Bakker, 63, and his second wife, Lori, moved to Branson and the Studio City Cafe at the urging of Branson businessman Jerry Crawford, who credits Bakker's old PTL ministry with helping to save his marriage. Crawford says he was born again during a PTL visit in 1986. It was Crawford who built the cafe, paid for the TV equipment and offered them to Bakker for his program. Crawford lets Bakker and his family live rent-free in a home he built near his own.
Bakker says he made $16,000 last year and still owes the government about $7 million in penalties and interest tied to his conviction.
Bakker said that most mornings, as he and his wife are getting dressed to come to the cafe for the show, they watch a videotape of their favorite TV preacher: Joyce Meyer. He says Lori Bakker began listening to Meyer on the radio 13 years ago.
"She has such a practical teaching," Jim Bakker said.
He says he worries about so-called prosperity preachers - men and women who have followed in his ministry's "give and you shall receive" philosophy.
"It's very, very dangerous when we focus on material things," Bakker said. "Especially the church - to focus on material things is opposite of what Jesus taught."
He says he is amazed by the good will he has received from the community since his move to Branson.
He talks of praying with Andy Williams, Tony Orlando and the Osmonds. He says the Lennon sisters have embraced him and his family "like we're old friends."

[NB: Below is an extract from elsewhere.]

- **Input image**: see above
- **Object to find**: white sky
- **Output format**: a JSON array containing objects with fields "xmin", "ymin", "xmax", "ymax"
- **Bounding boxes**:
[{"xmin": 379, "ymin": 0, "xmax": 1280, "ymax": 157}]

He is so comfortable here, he says, that he never wants to leave. He hopes to stay "until death or rapture, whichever comes first."
Bakker's show, which features religious music, interviews with guests and party hats for diners celebrating birthdays, is aired in more than 150 countries, according to a ministry news release. The cafe walls are hung with gold-framed religious paintings, and photos of Bakker with celebrities and former Presidents Jimmy Carter, Ronald Reagan and George Bush. A framed picture of a Rolls-Royce hangs in the cafeteria men's room.
Bakker also spends part of the show selling his and his wife's books and soliciting donations. For a $100 contribution, visitors from the cafe audience are invited onto the set to pose for photos with the Bakkers.
Many of those who come to the diner are the same people who watched Bakker on the old PTL Club program. Some lost money to Bakker and his ministry when a plan to offer lifetime memberships to Heritage USA went sour.
Among the ministry's volunteers are Stan and Diana Stuart, who followed Bakker when they lived in Colorado in the 1980s. Stan Stuart maintains that Bakker was railroaded by the government.
"At the time," Stuart said, "it seemed almost like a crucifixion."
When Bakker talks of the old days, there is a hint of regret in his voice. Still, he says, he would not want to return to them. Even now, he sometimes worries that things are happening too quickly.
"There are times I say to Lori, 'Let's just go back to the ghetto ... people loved us there,'" he said, referring to the post-prison days at the Los Angeles Dream Center. "I tell you what, riches and things are just not all they're cracked up to be. The more you have, the more stress you have."
The "New Jim Bakker Show" is not available on St. Louis-area TV, but programs can be viewed live at jimbakkershow.com, the show's internet Web site.